ABOUT THE PRESENTERS
Nathalie Kermoal is a Breton (a people whose territory is situated on the west coast of France). She holds a PhD in history from the University of Ottawa and is Full Professor in the Faculty of Native Studies at the University of Alberta. Kermoal has published three books and numerous articles in academic journals and collected volumes. Her areas of research are Métis issues, Aboriginal constitutional issues, urban Indigenous history, and Indigenous women’s issues. In 2011–12, she served as Interim Dean of the Faculty of Native Studies at the University of Alberta, and in 2013–14, she was special advisor on Aboriginal academic programs with the Provost’s office. Since 2009, Kermoal has been Associate Dean Academic of the Faculty of Native Studies, and as of January 2016, she has also been Director of the Rupertsland Centre for Métis Research at the Faculty of Native Studies.
Chris Andersen is Métis, originally from the Parkland region of Saskatchewan. He received his PhD in 2005 from the Department of Sociology at the University of Alberta and became a faculty member of that university’s Faculty of Native Studies in 2000. In 2014, he was appointed Full Professor. He is the former Director of the Rupertsland Centre for Métis Research and is currently Dean of the Faculty. Andersen is the author of “Métis”: Race, Recognition and the Struggle for Indigenous Peoplehood (UBC Press, 2014). In 2015, “Métis” was awarded the 2014 Prize for Best Subsequent Book in Native American and Indigenous Studies by the Native American and Indigenous Studies Association, and in 2016, it was shortlisted for the 2015 Canada Prize. Andersen is a founding member of the Native American and Indigenous Studies Association Executive Council and editor of the journal aboriginal policy studies. In 2014, he was named a member of the inaugural class of the Royal Society of Canada’s College of New Scholars, Artists and Scientists.
Brenda Macdougall is the University Research Chair in Metis Family and Community Traditions at the University of Ottawa and Director of the Institute for Indigenous Research and Studies. She has been researching Metis community histories for many years and is the author of One of the Family: Metis Culture in Nineteenth Century Northwestern Saskatchewan (2010) and author of numerous articles including “Speaking of Metis: Reading Family Life into Colonial Records” (2014).
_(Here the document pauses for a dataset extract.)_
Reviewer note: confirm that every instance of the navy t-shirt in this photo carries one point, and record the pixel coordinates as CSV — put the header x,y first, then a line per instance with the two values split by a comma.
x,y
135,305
Brenda L. Gunn, is a Professor at the University of Manitoba, Faculty of Law. She has a B.A. from the University of Manitoba and a J.D. from the University of Toronto. She completed her LL.M. in Indigenous Peoples Law & Policy at the University of Arizona. She articled with Sierra Legal Defence Fund (now Ecojustice Canada). She was called to the bars of Law Society of Upper Canada and Manitoba. Brenda also worked at a community legal clinic in Rabinal, Guatemala on a case of genocide submitted to the Inter-American Commission of Human Rights. As a proud Metis woman, she continues to combine her academic research with her activism pushing for greater recognition of Indigenous peoples’ inherent rights as determined by Indigenous peoples’ own legal traditions. Her current research focuses on promoting greater conformity between international law on the rights of Indigenous peoples and domestic law.
Darryl Leroux is Associate Professor in the Department of Social Justice and Community Studies at Saint Mary’s University in Kjipuktuk (Halifax), in unceded Mi’kmaw territory. He is a white settler whose Norman, Poitevin, Breton, and Parisian ancestors were among the first Europeans to colonize the St. Lawrence River Valley. His interest in exposing current efforts by French descendants to claim Indigenous identities comes from his engagement with anti-colonial thinkers and activists. His book Distorted Descent: White Claims to Indigenous Identity was published by UMP in 2019.